CONFERENCE HIGHLIGHTS APACRS 2019 Coverage
Elegance and Innovation Showcased at the APACRS 2019 in
by Matt Young
R
ight after the Paris runway at the 37th Congress of the European Society of Cataract and Refractive Surgeons (ESCRS 2019), CAKE magazine next landed in the beautiful city of Kyoto, the former capital of Japan, to discover innovations in the fields of cataract and refractive surgery at the Annual Meeting of the Asia-Pacific Association of Cataract and Refractive Surgeons (APACRS 2019). Aptly themed Elegance and Innovation, the APACRS 2019 presented the latest cutting-edge products and techniques in this ever-evolving field, shared by renowned ophthalmologists from around the world. Located in a venue rich in history and tradition, the titles of the APACRS symposia reflected the Japanese culture. Among them include the ‘Sumo’ session on the challenges in refractive surgery and the ‘Umami’ session, which tackled astigmatism correction in cataract surgery and other non-phaco and intraocular lens (IOL)related issues. Below are some insights from the intriguingly titled session: ‘Katana’ on ‘The Cutting Edge in Phaco and IOLs’. So, what exactly is a katana? In days of yore, the heroic samurai of ancient and feudal Japan relied on the katana, a Japanese sword with a curved, single-edged blade. According to Western historians, the katana was among the finest cutting weapons in world military history. Eye surgeons, on the other hand, can count on their trusty surgical instruments.
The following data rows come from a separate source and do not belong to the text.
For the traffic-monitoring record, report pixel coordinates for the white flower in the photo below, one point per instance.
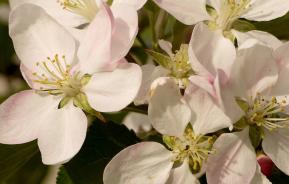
(259, 85)
(224, 13)
(4, 13)
(188, 145)
(63, 75)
The cutting-edge katanas of cataract surgery According to Dr. Oliver Findl from the Vienna Institute for Research in Ocular Surgery, and Hanusch Hospital,
Vienna, Austria, one can also rely on measurements to enhance toric outcomes. He said that different corneal measurements cannot be used interchangeably. He also advised to use a combination of different measurement methods for toric IOL calculation. Swept-source optical coherence tomography (SS-OCT) appears to be more accurate compared to Scheimpflug imaging. Dr. Findl noted that the main source of error in toric-IOL calculation is the corneal measurement. His advice? “Use three different devices and at least two different measurement techniques.” “Doubt your corneal measurements and repeat them, if necessary,” he urged, especially for patients with conditions such as dry eye, and irregular cornea. Meanwhile, Professor Soon-Phaik Chee, from the Singapore National Eye Centre (SNEC), talked about the CAPSULaser, a selective non-contact non-pulsatile laser that creates a capsulotomy in less than a second. She said that problems with femtosecond laser-assisted cataract surgery (FLACS) included the cost. It also requires additional room and an additional set of staff, while also affecting patient flow. Meanwhile, ZEPTO, the precision pulse capsulotomy device from Mynosys (Fremont, CA, USA), requires un-scrubbed staff to assist, one of its limitations. She concluded that the CAPSULaser has its advantages including its selective thermal laser capsulotomy and it does not disrupt the patient flow. Some biomaterials are purer than others, said Professor Gerd Auffarth from the International Vision Correction Research Centre, Germany, during the session.
Kyoto
He noted that a purity study on hydrophobic acrylic IOL material comparing Hoya’s Vivinex, Alcon’s SN60WF and J&J Vision’s Tecnis showed that hydrophobic-acrylic IOL models differ in their resistance to develop glistenings and glistening patterns. Glistenings do not reduce visual acuity but increase ‘straylight’, which can cause patients to be blinded by oncoming car headlights and hazy vision. In the study, an accelerated aging protocol was used to induce glistenings, or microvacuoles, in hydrophobic acrylic IOLs. The IOLs were warmed to 45°C and then cooled to 37°C. “Although less severe, the glistening problem needs to be addressed by the IOL manufacturer through either the introduction of new materials or by continuous improvement of the manufacturing process,” concluded Prof. Auffarth.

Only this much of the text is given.